Subject Re: [firebird-support] transaction "gap"
Author Helen Borrie
At 07:23 AM 18/03/2008, you wrote:
>Obviously this is bad. ~120000 difference between OAT and Next
>Transaction.

There's no "hard number" that's bad. It depends on lots of factors like throughput and no. of connected users and so on. But I see that your database has only existed for 3 days...

>I was reading in "The Firebird Book" something about the
>difference between hard and soft committed transactions. What does that
>mean?

Borland invented a concept called COMMIT WITH RETAIN to make client/server programming with its RAD products look more appealing to certain kinds of developer. It causes work to be committed without losing the related buffer and cursor resources. That's nice for developers but pretty horrible for database hygience if it is used indiscriminately. Unfortunately, in Delphi and related products it's not unusual to find that the default behaviour for the Commit method is CommitRetaining.

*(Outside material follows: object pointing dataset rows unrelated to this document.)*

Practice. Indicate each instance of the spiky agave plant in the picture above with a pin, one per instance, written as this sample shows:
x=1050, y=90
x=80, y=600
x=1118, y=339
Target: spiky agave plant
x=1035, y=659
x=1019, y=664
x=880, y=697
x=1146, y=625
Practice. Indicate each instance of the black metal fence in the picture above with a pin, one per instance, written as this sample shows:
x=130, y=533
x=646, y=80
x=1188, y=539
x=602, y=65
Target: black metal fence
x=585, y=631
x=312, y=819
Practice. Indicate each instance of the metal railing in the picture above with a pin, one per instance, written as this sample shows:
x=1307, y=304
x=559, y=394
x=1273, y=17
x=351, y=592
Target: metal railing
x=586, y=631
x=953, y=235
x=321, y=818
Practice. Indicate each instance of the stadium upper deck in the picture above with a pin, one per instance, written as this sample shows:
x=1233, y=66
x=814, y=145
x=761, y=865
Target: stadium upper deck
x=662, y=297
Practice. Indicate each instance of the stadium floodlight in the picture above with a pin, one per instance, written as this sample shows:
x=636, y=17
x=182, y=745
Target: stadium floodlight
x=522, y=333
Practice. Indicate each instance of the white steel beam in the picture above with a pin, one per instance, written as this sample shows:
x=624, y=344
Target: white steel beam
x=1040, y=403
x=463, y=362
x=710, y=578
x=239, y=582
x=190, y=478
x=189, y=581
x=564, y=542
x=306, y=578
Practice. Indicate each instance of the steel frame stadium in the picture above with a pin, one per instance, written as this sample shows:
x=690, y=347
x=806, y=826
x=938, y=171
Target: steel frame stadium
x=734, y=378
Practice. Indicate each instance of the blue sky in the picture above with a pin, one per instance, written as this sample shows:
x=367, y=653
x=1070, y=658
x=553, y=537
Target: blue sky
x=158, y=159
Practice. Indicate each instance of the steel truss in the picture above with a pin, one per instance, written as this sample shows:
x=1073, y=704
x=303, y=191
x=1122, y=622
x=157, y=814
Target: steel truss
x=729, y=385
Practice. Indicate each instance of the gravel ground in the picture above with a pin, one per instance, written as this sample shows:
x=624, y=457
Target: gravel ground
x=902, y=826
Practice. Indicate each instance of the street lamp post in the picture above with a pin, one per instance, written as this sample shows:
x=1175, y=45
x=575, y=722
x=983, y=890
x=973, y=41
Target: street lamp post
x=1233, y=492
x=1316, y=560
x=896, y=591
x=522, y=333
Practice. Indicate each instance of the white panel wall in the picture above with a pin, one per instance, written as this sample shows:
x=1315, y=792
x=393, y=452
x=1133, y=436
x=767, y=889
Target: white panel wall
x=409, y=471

That's your "soft" commit.

A "hard" commit is simply calling COMMIT.

>Database header page information:
> Flags 0
> Checksum 12345
> Generation 199698
> Page size 4096
> ODS version 10.1
> Oldest transaction 57333
> Oldest active 57334
> Oldest snapshot 57333
> Next transaction 199690
> Bumped transaction 1
> Sequence number 0
> Next attachment ID 0
> Implementation ID 16
> Shadow count 0
> Page buffers 0
> Next header page 0
> Database dialect 3
> Creation date Mar 15, 2008 1:00:23
> Attributes force write

So here we have a 3-day-old database that has processed about 200K transactions. At least one has remained running whilst about 140K more transactions have started. That could be just you watching the database from an admin tool. Everything in Firebird is under transaction control, including SELECTS of course.

>I'm using Delphi 7, dbexpress, and the upscene driver to access Firebird
>1.5.3. The database in question gathers information from a webservice
>and there is a reporting program that reports usage statistics on the
>data back through the webservice. So it's only insert and select
>statements from a webservice. Typical code structure looks something
>like this.
>
> sqlDataSet := TSQLDataSet.Create( nil );
> try
> sqlDataSet.SQLConnection :=
>Global_FBConnectionBroker.GetAvailableDatabaseConnection;
> sqlDataSet.CommandText := 'insert blah';
> TransDesc.TransactionID := GetRandomNumber;
> TransDesc.IsolationLevel := xilREPEATABLEREAD;
> sqlDataSet.SQLConnection.StartTransaction( TransDesc );
> try
> sqlDataSet.ExecSQL;
> sqlDataSet.SQLConnection.Commit( TransDesc );
> except on E:Exception do
> begin
> OutputFmtDebugMessage( 'inserting blah caused: %s (%s)',
>[E.Message, kCRLF + sqlDataSet.CommandText, kCRLF + ConvertParamsToText(
>sqlDataSet )] );
> sqlDataSet.SQLConnection.RollBack( TransDesc );
> end;
> end;
> finally
> Global_FBConnectionBroker.ReleaseConnection(
>sqlDataSet.SQLConnection );
> FreeAndNil( sqlDataSet );
> end;

The Upscene driver is built over IBObjects so we can be pretty sure that Martijn has separate implementations for Commit and CommitRetaining; so these little "shock hits" on the database won't be causing the buildup. (Do check this though.)

It's much more likely that it's the transaction that is reporting back to the client that is your long-running one. Now, if that transaction is set to Read Only with ReadCommitted isolation, it won't cause a long-running transaction problem. Any read-write transaction will; and a read-write or read-only transaction in RepeatableRead (tiConcurrency) isolation will. Your web user can wander away but, unless you've got some form of forced timeout on that transaction, it will take upwards of 2 hours for Firebird to detect an idle connection and start cleaning up.

So if you're concerned about a gap buildup and that SELECT doesn't need to be in a read-write transaction, make it read-only, and make it ReadCommitted so that it won't hang up garbage collection.